## 2. Data preprocessing & exploration
In this phase, the goal is to transform raw text data into a structured, clean format suitable for machine learning, and to gain insights into the dataset's characteristics, potential biases, and important features.

For this task, the following tools will be used;
- `pandas` for data handling
- `nltk` for natural language processing
- `matplotlib` and `seaborn` for visualization

>Unlike the normal convention of importing all necessary packages at the top, in this notebook the required packages are imported where they are first used - once. 

### 2.1 Load dataset
The dataset is a CSV file with two columns: `text` - the input and `label` - the output or command class.

In this section, necessary NLTK data is downloaded in preparation for the next step.

In [None]:
import pandas as pd
from nltk.corpus import stopwords
from nltk.stem import WordNetLemmatizer
from nltk.tokenize import word_tokenize
import nltk
import re


# check if necessary nltk data exists otherwise download
nltk_data = [
    {"package": "corpora/stopwords", "name": "stopwords"},
    {"package": "tokenizers/punkt", "name": "punkt"},
    {"package": "corpora/wordnet", "name": "wordnet"},
    {"package": "corpora/omw-1.4", "name": "omw-1.4"},
]

for data in nltk_data:
    try:
        nltk.data.find(data['package'])
    except LookupError:
        nltk.download(data['name'])

# load the dataset
try:
    df = pd.read_csv("./data/dataset.csv")
    print("[dataset]: loaded successfully")
    print(f"[dataset]: initial shape: {df.shape}")
    print(df.head())
except FileNotFoundError:
    print("[dataset]: file not found")

### 2.2 Explore dataset
In this section, the distribution of the command classes is determined to help identify imbalanced classes that might require special handling (like oversampling, undersampling or class weighting). 
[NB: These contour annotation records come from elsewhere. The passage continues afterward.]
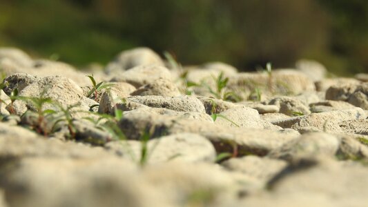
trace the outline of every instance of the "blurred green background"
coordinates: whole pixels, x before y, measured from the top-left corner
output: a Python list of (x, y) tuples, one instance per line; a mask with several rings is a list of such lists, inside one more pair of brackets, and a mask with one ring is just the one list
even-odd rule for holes
[(347, 75), (367, 71), (368, 1), (0, 0), (0, 46), (77, 66), (137, 46), (241, 70), (309, 58)]

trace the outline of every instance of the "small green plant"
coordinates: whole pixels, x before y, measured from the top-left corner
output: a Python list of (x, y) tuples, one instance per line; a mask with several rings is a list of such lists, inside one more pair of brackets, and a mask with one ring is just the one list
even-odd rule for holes
[(294, 117), (300, 117), (300, 116), (304, 116), (304, 114), (303, 112), (299, 112), (299, 111), (291, 111), (291, 114)]
[(90, 79), (93, 86), (90, 91), (87, 93), (87, 97), (92, 98), (92, 95), (94, 95), (95, 101), (98, 101), (99, 91), (101, 91), (102, 89), (108, 88), (115, 85), (114, 83), (106, 83), (104, 81), (101, 81), (97, 83), (96, 80), (95, 80), (95, 77), (93, 77), (93, 74), (92, 75), (87, 75), (87, 77)]
[[(44, 136), (47, 136), (50, 132), (46, 130), (46, 125), (47, 124), (47, 121), (46, 121), (46, 117), (57, 112), (55, 110), (52, 109), (43, 109), (46, 104), (55, 104), (55, 102), (53, 101), (51, 98), (44, 97), (46, 90), (47, 89), (43, 90), (39, 97), (18, 96), (17, 93), (13, 97), (14, 99), (22, 100), (26, 103), (28, 103), (30, 106), (33, 108), (33, 110), (37, 114), (37, 121), (35, 126), (32, 126), (32, 127), (38, 133), (43, 134)], [(10, 96), (10, 99), (12, 99), (12, 96)], [(12, 105), (11, 107), (12, 107)]]
[(216, 103), (215, 103), (215, 101), (213, 100), (211, 100), (211, 101), (212, 101), (212, 108), (211, 110), (211, 117), (212, 117), (212, 119), (213, 120), (213, 121), (216, 121), (216, 119), (218, 117), (220, 117), (220, 118), (222, 118), (222, 119), (231, 122), (232, 124), (233, 124), (235, 126), (240, 127), (238, 124), (235, 123), (234, 121), (233, 121), (230, 119), (227, 118), (226, 117), (225, 117), (225, 116), (224, 116), (222, 115), (216, 113), (215, 112)]

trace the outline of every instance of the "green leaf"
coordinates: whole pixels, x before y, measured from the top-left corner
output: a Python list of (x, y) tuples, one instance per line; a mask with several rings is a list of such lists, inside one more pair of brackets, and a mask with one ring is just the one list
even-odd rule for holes
[(90, 79), (93, 87), (96, 88), (96, 81), (95, 80), (95, 78), (93, 77), (93, 74), (92, 75), (87, 75), (87, 77)]
[(115, 110), (116, 120), (120, 120), (123, 118), (123, 111), (120, 109), (115, 109)]
[(211, 117), (212, 117), (212, 119), (215, 121), (217, 119), (217, 114), (212, 114), (211, 115)]
[(93, 108), (95, 107), (97, 107), (97, 106), (99, 106), (99, 104), (93, 104), (93, 105), (92, 105), (91, 106), (90, 106), (89, 111), (93, 111)]
[(215, 162), (220, 162), (222, 161), (224, 159), (230, 158), (233, 156), (233, 154), (230, 152), (221, 152), (216, 156), (216, 158), (215, 159)]

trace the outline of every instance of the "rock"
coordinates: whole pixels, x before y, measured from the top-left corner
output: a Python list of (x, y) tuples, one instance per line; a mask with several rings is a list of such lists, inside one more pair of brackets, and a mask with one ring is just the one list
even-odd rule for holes
[(160, 79), (168, 81), (173, 79), (171, 73), (166, 68), (150, 65), (133, 68), (115, 76), (110, 81), (127, 82), (139, 88)]
[(126, 98), (127, 101), (135, 102), (153, 108), (164, 108), (177, 111), (205, 112), (203, 103), (195, 97), (182, 96), (164, 97), (161, 96), (135, 96)]
[(211, 141), (217, 152), (233, 152), (235, 146), (239, 155), (249, 153), (264, 155), (300, 135), (293, 130), (229, 128), (200, 120), (131, 112), (124, 116), (119, 122), (119, 127), (130, 139), (139, 139), (147, 128), (151, 130), (151, 138), (163, 135), (195, 133)]
[(345, 101), (368, 109), (368, 83), (362, 84), (342, 85), (330, 87), (326, 92), (326, 99)]
[(296, 62), (296, 69), (310, 78), (313, 81), (323, 79), (327, 74), (327, 70), (320, 63), (308, 59), (300, 59)]
[(275, 113), (280, 110), (280, 106), (276, 105), (264, 105), (261, 103), (253, 101), (242, 101), (240, 102), (241, 105), (250, 107), (258, 111), (260, 115), (266, 113)]
[(240, 72), (229, 77), (227, 88), (246, 100), (257, 88), (262, 97), (270, 94), (298, 95), (314, 91), (313, 81), (303, 73), (294, 70), (275, 70), (266, 73)]
[(316, 82), (316, 89), (317, 91), (326, 91), (332, 86), (358, 85), (360, 83), (360, 81), (352, 78), (325, 79)]
[[(80, 105), (81, 108), (89, 110), (89, 106), (83, 104), (84, 95), (81, 88), (73, 81), (65, 77), (50, 76), (42, 78), (40, 81), (35, 82), (24, 88), (19, 93), (19, 96), (26, 97), (50, 98), (57, 104), (60, 104), (64, 108), (70, 106)], [(36, 106), (32, 103), (27, 103), (22, 100), (16, 100), (14, 102), (15, 112), (22, 115), (27, 108), (32, 110), (37, 110)], [(58, 110), (55, 104), (46, 103), (43, 109), (52, 108)]]
[(237, 104), (221, 99), (216, 99), (205, 97), (198, 97), (200, 101), (202, 101), (206, 109), (206, 112), (209, 115), (213, 113), (218, 114), (228, 109), (241, 106), (240, 104)]
[(131, 93), (132, 96), (157, 95), (162, 97), (177, 97), (181, 95), (179, 89), (171, 81), (159, 79), (143, 86)]
[(336, 85), (326, 91), (326, 99), (347, 101), (358, 87), (357, 84)]
[(101, 148), (46, 139), (19, 126), (0, 123), (0, 159), (59, 157), (95, 159), (110, 156)]
[(174, 201), (172, 206), (220, 207), (233, 206), (241, 184), (248, 184), (233, 174), (213, 164), (168, 162), (147, 166), (144, 176)]
[(5, 94), (3, 90), (0, 90), (0, 114), (9, 115), (10, 113), (6, 110), (6, 106), (11, 102), (10, 98)]
[(153, 50), (147, 48), (137, 48), (124, 50), (108, 63), (105, 72), (110, 75), (119, 74), (124, 70), (139, 66), (164, 66), (164, 62)]
[(360, 108), (334, 110), (309, 115), (278, 120), (273, 124), (282, 128), (298, 130), (305, 126), (313, 126), (327, 132), (341, 132), (338, 123), (346, 120), (363, 119), (366, 115)]
[(287, 167), (287, 163), (283, 160), (249, 155), (231, 158), (221, 165), (226, 169), (242, 172), (266, 184)]
[(288, 170), (268, 192), (246, 197), (239, 205), (342, 207), (362, 206), (368, 201), (367, 168), (360, 164), (324, 160)]
[[(105, 148), (124, 157), (142, 160), (142, 143), (138, 141), (119, 141), (108, 143)], [(180, 133), (148, 141), (146, 161), (157, 164), (167, 161), (213, 162), (216, 152), (212, 144), (203, 137)]]
[(135, 90), (135, 87), (129, 83), (114, 83), (114, 85), (102, 92), (98, 108), (99, 112), (113, 113), (116, 104), (123, 102), (124, 99), (129, 97), (130, 94)]
[(347, 102), (342, 101), (327, 100), (317, 102), (310, 105), (311, 110), (313, 112), (328, 112), (331, 110), (338, 110), (353, 108), (355, 106)]
[(367, 73), (356, 74), (354, 78), (362, 82), (368, 82), (368, 74)]
[(246, 106), (228, 109), (217, 116), (215, 124), (220, 126), (254, 128), (281, 128), (261, 119), (256, 110)]
[(28, 158), (3, 171), (1, 185), (11, 206), (175, 206), (122, 159)]
[(307, 133), (271, 151), (267, 157), (287, 161), (320, 155), (332, 157), (338, 151), (339, 144), (339, 139), (332, 135), (323, 132)]
[[(340, 159), (359, 160), (368, 158), (368, 147), (360, 143), (359, 138), (347, 134), (336, 135), (340, 144), (336, 157)], [(365, 138), (363, 138), (365, 139)]]
[(298, 116), (301, 114), (307, 115), (311, 111), (300, 101), (288, 97), (280, 97), (273, 99), (269, 102), (269, 105), (276, 105), (280, 107), (279, 112), (289, 116)]
[(261, 119), (270, 123), (278, 122), (279, 120), (288, 119), (290, 116), (282, 113), (267, 113), (260, 115)]
[(27, 67), (32, 63), (32, 60), (28, 55), (14, 48), (0, 48), (0, 60), (5, 59), (19, 67)]
[(26, 73), (15, 73), (7, 77), (4, 79), (6, 86), (3, 90), (7, 95), (10, 95), (15, 88), (20, 92), (24, 88), (40, 80), (41, 78), (35, 75)]
[(347, 133), (354, 133), (368, 135), (368, 119), (346, 120), (338, 123), (342, 131)]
Since the dataset has equal samples for each class, there is little or no need for special handling. A class with fewer samples will be highly affected during training since the model might struggle to learn them effectively.

In [None]:
print("[dataset]: class distribution")
print(df['label'].value_counts())

In [None]:
import matplotlib.pyplot as plt
import seaborn as sns

plt.figure(figsize=(12,6))
sns.countplot(data=df, x="label")
plt.title('Distribution of Command Classes')
plt.xlabel('Command Class')
plt.ylabel('Number of Samples')
plt.xticks(rotation=45, ha='right')
plt.tight_layout()
plt.show()